Both solutions can be extended or embedded. Lotus Sametime is built upon Eclipse while OCS is built on Microsoft’s .NET architecture. Although Sametime is built using open software components, there is a layer IBM Lotus created, called Lotus Expeditor, which provides significant functionality and makes it easier for developers to extend or embed Sametime. IBM Lotus charges for Lotus Expeditor. Furthermore, to extend Sametime, one must use the extension points that IBM Lotus has defined.
Thus, it appears that extending Lotus Sametime or Microsoft OCS still requires proprietary components from each company, as well as a clearly defined API. Based on our discussions with both Microsoft and IBM Lotus partner companies, we conclude that the Sametime platform is somewhat more open than OCS 2007 even though Microsoft has said that the OCS 2007 API is freely available. Thus, for the time being, we give the nod toward Lotus Sametime as being the more open and easily extensible/embeddable product. While Microsoft appears to be competing with some of its partners, by promoting its own voice capabilities, IBM Lotus has publicly drawn the line on the functionality it will develop within Sametime and what it will encourage its partners to create. Sametime Unified Telephony, however, may alter one’s perception of what IBM will and will not deliver. One big philosophical difference, at least for now, is that IBM Lotus wants both telephony and unified messaging partners, while it seems like Microsoft’s approach, at least in the arena of unified communications, is to partner today and compete tomorrow. That being said, Microsoft does need telephony partners today for its unified communications strategy to be adopted, and it has a very active and vibrant partner community.
Conclusion
IBM Lotus and Microsoft both have compelling unified communications platforms. Each has an intuitive interface. Both have advantages and disadvantages. The basic products have similar capabilities.
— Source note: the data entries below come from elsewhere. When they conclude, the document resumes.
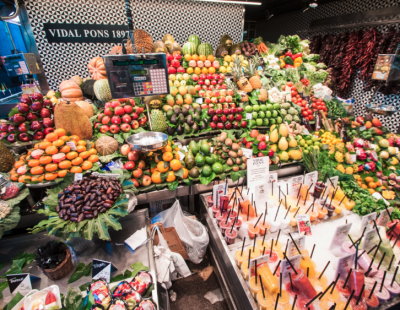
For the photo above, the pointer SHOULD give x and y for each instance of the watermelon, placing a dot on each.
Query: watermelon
(205, 49)
(189, 48)
(194, 39)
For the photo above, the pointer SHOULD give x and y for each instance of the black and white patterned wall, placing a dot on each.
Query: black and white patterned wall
(298, 22)
(180, 18)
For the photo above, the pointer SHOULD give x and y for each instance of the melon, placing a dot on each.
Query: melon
(205, 49)
(194, 39)
(189, 48)
(106, 145)
(102, 90)
(159, 47)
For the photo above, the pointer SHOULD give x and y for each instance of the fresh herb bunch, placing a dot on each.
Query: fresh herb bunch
(51, 255)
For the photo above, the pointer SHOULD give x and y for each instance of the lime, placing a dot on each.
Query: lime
(206, 172)
(217, 168)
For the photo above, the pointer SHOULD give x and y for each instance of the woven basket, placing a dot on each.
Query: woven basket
(62, 270)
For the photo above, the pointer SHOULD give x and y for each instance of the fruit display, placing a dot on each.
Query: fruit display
(54, 157)
(30, 120)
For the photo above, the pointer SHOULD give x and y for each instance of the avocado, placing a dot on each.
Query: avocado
(194, 173)
(189, 120)
(179, 130)
(173, 120)
(181, 118)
Today, Microsoft clearly has an edge with respect to native telephony and unified messaging features, but will the new Lotus Sametime Unified Telephony allow IBM to catch and possibly surpass Microsoft? Our tutorial on integrating telephony with OCS and Sametime at VoiceCon Spring 2008 will reveal the answer.
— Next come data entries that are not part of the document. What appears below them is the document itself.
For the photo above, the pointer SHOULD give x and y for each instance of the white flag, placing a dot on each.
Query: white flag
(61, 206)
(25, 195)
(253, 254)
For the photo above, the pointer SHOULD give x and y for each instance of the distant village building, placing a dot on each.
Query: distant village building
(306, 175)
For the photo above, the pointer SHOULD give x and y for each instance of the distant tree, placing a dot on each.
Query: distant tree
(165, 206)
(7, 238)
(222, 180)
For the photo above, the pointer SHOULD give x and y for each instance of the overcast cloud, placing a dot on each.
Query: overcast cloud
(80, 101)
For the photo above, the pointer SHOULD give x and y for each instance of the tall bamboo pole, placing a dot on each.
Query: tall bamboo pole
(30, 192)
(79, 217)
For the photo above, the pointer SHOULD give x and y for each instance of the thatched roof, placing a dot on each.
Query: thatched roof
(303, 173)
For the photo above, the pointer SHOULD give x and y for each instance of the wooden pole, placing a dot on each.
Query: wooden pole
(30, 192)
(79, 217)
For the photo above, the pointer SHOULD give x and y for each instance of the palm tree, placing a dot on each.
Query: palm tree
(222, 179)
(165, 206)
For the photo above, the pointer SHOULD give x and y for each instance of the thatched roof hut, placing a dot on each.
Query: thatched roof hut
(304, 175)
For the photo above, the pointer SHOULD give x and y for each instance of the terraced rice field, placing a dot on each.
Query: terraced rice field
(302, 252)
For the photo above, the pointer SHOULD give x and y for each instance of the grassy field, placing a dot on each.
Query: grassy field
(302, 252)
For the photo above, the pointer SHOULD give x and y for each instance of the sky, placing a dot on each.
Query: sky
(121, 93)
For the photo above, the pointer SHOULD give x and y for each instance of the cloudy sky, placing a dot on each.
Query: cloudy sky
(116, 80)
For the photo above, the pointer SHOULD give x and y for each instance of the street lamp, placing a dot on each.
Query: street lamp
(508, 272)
Lotus Sametime supports multiple operating systems and LDAP directories, whereas OCS 2007 requires Microsoft-only infrastructure. Sametime has been deployed for a number of years in many companies, including 26 installations of over 100,000 users, proving it is robust and scalable; OCS has now been deployed by several large organizations, and it is proving its scalability.
E. Brent Kelly, Senior Analyst and Partner, leads the Unified Communications Practice for Wainhouse Research. He has over 18 years experience in developing and marketing highly technical products. Brent has authored reports and articles on migrating to IP communications, unified communications environments, IP video network providers, IBM, Microsoft, Cisco, and telephony-based unified communications providers.